ASSEMBLEE NATIONALE : Kory Kondiano, défenseur de son institution

Le président de l’Assemblée nationale, Claude Kory Kondiano, n’est pas très bavard. Ainsi, en dehors des cérémonies d’ouverture ou de fermeture des sessions du parlement, on ne l’entend que très rarement. Mais quand il lui arrive de vouloir s’exprimer, il ne s’en prive pas. Surtout quand il s’agit de défendre l’institution de ce qu’il considère comme des attaques injustifiées de ses collègues parlementaires. Quitte à faire valoir une aversion contre la critique même constructive.

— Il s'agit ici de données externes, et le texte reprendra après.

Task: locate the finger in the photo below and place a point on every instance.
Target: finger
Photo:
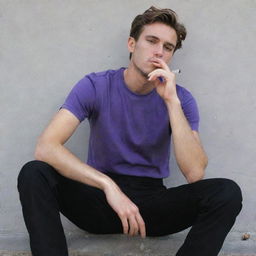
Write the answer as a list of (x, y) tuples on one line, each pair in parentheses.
[(125, 225), (155, 74), (142, 226), (160, 62), (133, 226)]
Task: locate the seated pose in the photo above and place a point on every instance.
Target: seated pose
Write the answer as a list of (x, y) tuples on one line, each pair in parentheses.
[(133, 113)]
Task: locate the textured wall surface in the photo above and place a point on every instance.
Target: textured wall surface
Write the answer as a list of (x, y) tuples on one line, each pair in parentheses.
[(47, 46)]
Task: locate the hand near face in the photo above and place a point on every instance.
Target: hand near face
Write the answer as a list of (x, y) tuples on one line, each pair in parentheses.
[(167, 87)]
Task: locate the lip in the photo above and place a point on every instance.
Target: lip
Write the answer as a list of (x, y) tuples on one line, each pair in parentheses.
[(154, 59)]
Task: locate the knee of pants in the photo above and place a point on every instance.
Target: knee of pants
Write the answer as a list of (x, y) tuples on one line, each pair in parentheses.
[(30, 174), (230, 195)]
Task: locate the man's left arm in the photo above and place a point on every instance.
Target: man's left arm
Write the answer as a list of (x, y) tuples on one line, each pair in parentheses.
[(190, 155)]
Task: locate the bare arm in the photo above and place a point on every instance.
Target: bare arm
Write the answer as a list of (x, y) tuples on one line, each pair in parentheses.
[(189, 152), (50, 149)]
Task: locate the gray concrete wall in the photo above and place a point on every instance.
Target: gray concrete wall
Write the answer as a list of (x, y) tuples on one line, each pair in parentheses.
[(47, 46)]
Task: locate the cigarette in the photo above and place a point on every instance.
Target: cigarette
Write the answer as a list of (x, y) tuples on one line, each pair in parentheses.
[(176, 71)]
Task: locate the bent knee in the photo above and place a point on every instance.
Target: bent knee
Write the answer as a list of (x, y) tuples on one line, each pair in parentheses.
[(30, 172), (231, 193)]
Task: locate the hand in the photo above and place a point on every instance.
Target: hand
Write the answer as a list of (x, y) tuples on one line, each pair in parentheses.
[(127, 211), (166, 88)]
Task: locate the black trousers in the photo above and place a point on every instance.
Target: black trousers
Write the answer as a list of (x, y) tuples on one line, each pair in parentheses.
[(210, 206)]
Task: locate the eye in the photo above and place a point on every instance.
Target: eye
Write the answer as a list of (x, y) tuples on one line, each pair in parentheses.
[(168, 48), (152, 41)]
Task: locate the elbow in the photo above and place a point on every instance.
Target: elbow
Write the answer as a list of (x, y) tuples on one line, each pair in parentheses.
[(39, 152), (194, 177), (42, 150), (196, 174)]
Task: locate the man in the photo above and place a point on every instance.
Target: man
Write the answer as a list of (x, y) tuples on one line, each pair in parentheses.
[(133, 112)]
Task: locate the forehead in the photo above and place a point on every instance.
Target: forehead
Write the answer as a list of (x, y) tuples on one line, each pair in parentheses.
[(162, 31)]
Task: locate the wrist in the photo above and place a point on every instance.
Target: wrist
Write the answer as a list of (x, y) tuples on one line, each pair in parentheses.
[(174, 102), (108, 184)]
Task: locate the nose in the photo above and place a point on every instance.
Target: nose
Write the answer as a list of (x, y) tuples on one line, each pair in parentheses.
[(158, 51)]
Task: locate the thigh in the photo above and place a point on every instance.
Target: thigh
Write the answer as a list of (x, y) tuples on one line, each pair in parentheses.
[(169, 211), (87, 207)]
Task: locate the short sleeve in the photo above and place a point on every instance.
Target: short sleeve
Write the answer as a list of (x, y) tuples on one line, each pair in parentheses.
[(81, 99), (190, 109)]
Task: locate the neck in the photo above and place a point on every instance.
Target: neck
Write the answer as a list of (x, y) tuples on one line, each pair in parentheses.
[(137, 81)]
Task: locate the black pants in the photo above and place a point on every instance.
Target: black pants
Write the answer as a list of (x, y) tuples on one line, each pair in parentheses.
[(210, 206)]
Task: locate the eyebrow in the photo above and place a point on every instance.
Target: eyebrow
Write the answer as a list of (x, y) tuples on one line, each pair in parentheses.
[(156, 38)]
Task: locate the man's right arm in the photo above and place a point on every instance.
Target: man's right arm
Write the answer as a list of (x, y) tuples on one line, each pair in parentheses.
[(50, 149)]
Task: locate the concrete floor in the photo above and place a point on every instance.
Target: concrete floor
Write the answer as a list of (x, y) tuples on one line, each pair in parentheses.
[(84, 244)]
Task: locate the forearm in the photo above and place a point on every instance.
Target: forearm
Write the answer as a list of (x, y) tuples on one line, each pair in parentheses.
[(189, 152), (68, 165)]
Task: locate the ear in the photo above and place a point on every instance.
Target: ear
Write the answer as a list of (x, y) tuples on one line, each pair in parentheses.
[(131, 44)]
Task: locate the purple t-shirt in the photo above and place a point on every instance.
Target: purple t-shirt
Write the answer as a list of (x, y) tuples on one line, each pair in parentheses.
[(130, 133)]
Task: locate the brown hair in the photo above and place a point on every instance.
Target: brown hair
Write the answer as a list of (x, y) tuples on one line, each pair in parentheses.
[(152, 15)]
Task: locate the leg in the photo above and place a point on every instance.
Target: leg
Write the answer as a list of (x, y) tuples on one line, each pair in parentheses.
[(220, 201), (209, 206), (44, 193), (37, 184)]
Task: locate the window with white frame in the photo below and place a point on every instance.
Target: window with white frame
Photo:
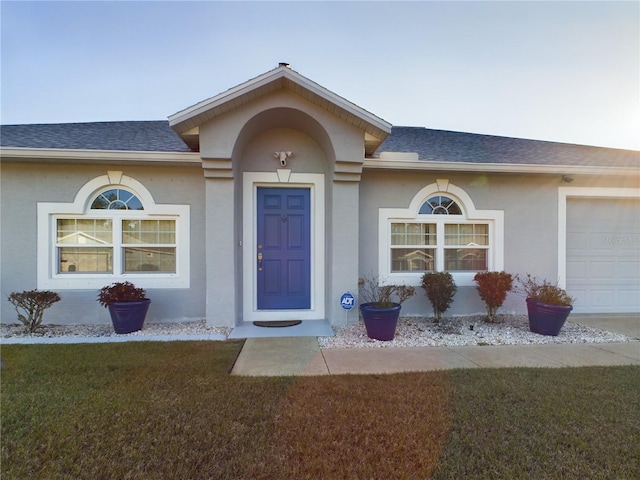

Quand il est question de défendre le temple, Claude Kory Kondiano ne s’embarrasse pas de protocole. Encore moins de gêne. C’est ce que ces collègues députés auront appris ces derniers jours suite à une sortie du président du parlement contre les députés qui se livrent, selon lui, à « attaques » contre l’Assemblée nationale. La seconde personnalité du pays est si mal à l’aise avec ses attaques venant de l’intérieur même du parlement que les responsables ne se gênent pas pour autant d’empocher leurs émoluments. Pour Claude Kory Kondiano, cela manque de responsabilité. Autrement, si on n’est pas d’accord avec le fonctionnement d’une institution ou que l’on ne l’associe qu’au négatif, on démissionne.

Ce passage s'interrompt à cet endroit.